Music to whose ears?
I readily admit to buying a lot of stupid and worthless crap over my tenure as a parent. Fad toys that were popular for 8 seconds, expensive video game systems ... Moon Sand. But there is one item that has never crossed my Target cart, and that’s a KidzBop album.
You’re familiar with this little gem -- it’s the CD that features a bunch of unknown children “singing” pop songs, because there’s nothing quite like 6 year olds reminding you that if you liked it you should have put a ring on it. Off key.
Now I’m not judging, but who exactly does this music appeal to? As an adult, I get kid karaoke every day from the back seat of my car from children I have given birth to without paying $14.99 +shipping and handling. My kids have no use for this -- they really want Miley Cyrus singing a Miley Cyrus song, not Mrs. Frankenberger’s fourth-grade remedial music class.
And yet, we are on KidzBop 17! That means this has been successful enough to warrant SEVENTEEN different versions of this Top 40 kindergarten chorus.
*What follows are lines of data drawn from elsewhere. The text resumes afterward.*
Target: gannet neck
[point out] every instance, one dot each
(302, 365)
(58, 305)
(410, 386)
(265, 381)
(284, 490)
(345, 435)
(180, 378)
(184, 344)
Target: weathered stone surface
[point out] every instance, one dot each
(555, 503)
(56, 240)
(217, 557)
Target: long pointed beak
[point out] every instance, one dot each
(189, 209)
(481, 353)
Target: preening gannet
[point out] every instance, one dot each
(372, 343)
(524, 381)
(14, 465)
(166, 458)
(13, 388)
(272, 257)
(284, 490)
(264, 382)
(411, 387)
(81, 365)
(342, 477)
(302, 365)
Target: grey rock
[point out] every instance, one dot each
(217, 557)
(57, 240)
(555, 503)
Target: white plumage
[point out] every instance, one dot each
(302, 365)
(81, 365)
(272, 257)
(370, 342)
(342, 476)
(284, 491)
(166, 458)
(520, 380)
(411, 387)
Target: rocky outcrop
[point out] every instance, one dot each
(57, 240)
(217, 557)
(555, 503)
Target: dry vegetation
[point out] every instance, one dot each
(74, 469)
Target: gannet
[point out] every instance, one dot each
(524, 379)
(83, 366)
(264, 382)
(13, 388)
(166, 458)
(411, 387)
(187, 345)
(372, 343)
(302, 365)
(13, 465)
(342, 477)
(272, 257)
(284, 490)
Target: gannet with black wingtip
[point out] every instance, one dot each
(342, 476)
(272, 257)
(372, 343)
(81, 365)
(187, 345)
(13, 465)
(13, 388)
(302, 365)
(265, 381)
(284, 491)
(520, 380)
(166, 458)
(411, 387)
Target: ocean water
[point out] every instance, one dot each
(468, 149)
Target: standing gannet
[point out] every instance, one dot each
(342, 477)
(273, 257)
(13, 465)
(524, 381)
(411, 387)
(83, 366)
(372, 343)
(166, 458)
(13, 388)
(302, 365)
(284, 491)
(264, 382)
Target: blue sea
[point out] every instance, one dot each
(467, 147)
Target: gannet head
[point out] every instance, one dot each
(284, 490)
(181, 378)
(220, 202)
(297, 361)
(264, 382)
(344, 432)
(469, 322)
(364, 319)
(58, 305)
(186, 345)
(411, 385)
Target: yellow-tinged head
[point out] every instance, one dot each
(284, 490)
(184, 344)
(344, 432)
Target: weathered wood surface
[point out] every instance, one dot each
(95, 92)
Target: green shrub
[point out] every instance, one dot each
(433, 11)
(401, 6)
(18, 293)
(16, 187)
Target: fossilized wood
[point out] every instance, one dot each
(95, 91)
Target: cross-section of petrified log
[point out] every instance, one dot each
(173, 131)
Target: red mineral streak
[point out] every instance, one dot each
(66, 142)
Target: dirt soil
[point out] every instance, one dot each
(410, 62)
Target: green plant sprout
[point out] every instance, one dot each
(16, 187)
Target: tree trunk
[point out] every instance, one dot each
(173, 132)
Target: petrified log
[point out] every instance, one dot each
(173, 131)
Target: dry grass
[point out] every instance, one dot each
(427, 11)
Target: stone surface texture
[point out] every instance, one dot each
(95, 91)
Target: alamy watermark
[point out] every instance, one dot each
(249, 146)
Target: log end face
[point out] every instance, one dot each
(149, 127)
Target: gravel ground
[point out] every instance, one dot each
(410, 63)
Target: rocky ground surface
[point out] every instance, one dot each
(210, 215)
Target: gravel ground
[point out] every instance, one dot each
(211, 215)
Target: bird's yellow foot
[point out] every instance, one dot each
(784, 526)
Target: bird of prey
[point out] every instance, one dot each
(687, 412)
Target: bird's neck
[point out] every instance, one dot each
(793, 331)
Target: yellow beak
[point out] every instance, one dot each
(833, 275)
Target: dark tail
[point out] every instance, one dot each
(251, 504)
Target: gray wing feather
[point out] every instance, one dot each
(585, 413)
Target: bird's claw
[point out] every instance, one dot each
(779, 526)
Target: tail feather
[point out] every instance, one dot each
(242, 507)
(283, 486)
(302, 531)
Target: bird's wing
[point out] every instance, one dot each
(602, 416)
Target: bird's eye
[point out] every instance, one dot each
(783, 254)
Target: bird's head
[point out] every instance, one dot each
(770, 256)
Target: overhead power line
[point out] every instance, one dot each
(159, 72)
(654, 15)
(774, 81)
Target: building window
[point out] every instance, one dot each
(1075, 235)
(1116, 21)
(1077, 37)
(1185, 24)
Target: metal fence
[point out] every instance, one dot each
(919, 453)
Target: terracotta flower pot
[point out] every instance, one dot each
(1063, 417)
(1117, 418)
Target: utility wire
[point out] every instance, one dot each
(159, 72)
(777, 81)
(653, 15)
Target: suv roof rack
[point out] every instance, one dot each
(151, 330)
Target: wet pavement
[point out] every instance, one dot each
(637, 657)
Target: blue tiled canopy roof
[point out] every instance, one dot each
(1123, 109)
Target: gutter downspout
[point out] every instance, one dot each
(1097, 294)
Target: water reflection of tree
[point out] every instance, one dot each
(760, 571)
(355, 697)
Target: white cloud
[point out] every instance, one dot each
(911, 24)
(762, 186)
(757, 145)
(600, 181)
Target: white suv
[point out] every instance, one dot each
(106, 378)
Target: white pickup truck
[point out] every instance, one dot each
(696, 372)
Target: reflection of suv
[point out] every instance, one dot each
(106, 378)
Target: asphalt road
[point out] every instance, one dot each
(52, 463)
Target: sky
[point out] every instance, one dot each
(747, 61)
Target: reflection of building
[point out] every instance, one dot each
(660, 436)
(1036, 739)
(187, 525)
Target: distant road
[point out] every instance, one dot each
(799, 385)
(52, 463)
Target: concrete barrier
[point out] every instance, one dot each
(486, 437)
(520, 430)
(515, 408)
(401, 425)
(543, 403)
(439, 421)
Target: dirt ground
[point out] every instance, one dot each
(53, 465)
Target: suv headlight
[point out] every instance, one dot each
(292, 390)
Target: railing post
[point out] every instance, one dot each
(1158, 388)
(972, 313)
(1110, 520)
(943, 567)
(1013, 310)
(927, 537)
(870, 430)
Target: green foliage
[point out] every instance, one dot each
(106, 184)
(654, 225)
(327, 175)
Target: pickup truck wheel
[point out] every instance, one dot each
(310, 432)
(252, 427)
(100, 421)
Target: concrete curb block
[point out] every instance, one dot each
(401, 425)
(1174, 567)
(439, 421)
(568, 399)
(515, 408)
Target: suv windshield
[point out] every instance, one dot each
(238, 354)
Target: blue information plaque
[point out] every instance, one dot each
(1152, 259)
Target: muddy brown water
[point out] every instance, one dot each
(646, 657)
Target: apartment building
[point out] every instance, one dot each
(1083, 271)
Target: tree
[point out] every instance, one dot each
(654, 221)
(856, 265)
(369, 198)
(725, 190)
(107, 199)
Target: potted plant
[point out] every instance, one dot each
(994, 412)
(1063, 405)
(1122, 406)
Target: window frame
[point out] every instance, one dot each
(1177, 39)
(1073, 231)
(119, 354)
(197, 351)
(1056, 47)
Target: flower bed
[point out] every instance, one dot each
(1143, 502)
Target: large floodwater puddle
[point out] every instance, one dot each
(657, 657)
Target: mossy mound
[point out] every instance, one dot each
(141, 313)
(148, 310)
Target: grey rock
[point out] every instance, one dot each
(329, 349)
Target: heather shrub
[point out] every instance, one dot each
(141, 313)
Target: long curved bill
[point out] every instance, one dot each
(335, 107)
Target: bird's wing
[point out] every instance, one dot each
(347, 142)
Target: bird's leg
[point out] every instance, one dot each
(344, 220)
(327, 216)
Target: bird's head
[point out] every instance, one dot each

I just don’t get it. Some lyrics to these popular songs are pretty catchy when sung by Beyonce on the radio, but don’t translate all that well to an elementary school sing-along. When I hear a pre-pubescent voice croon out that they want to party like a rockstar, it’s awkward. Not to mention creepy.
So this all begs two very important questions: Besides the parents of Mrs. Frankenberger’s fourth graders and people who want all of their favorite songs destroyed in a school Christmas pageant gone horribly, horribly wrong; who exactly is buying this? (Question number two is more rhetorical: when 5 year olds are singing about “trippin’ wit da Osbournes,” is this before or after their naps?)
Okay, maybe I am judging just a little.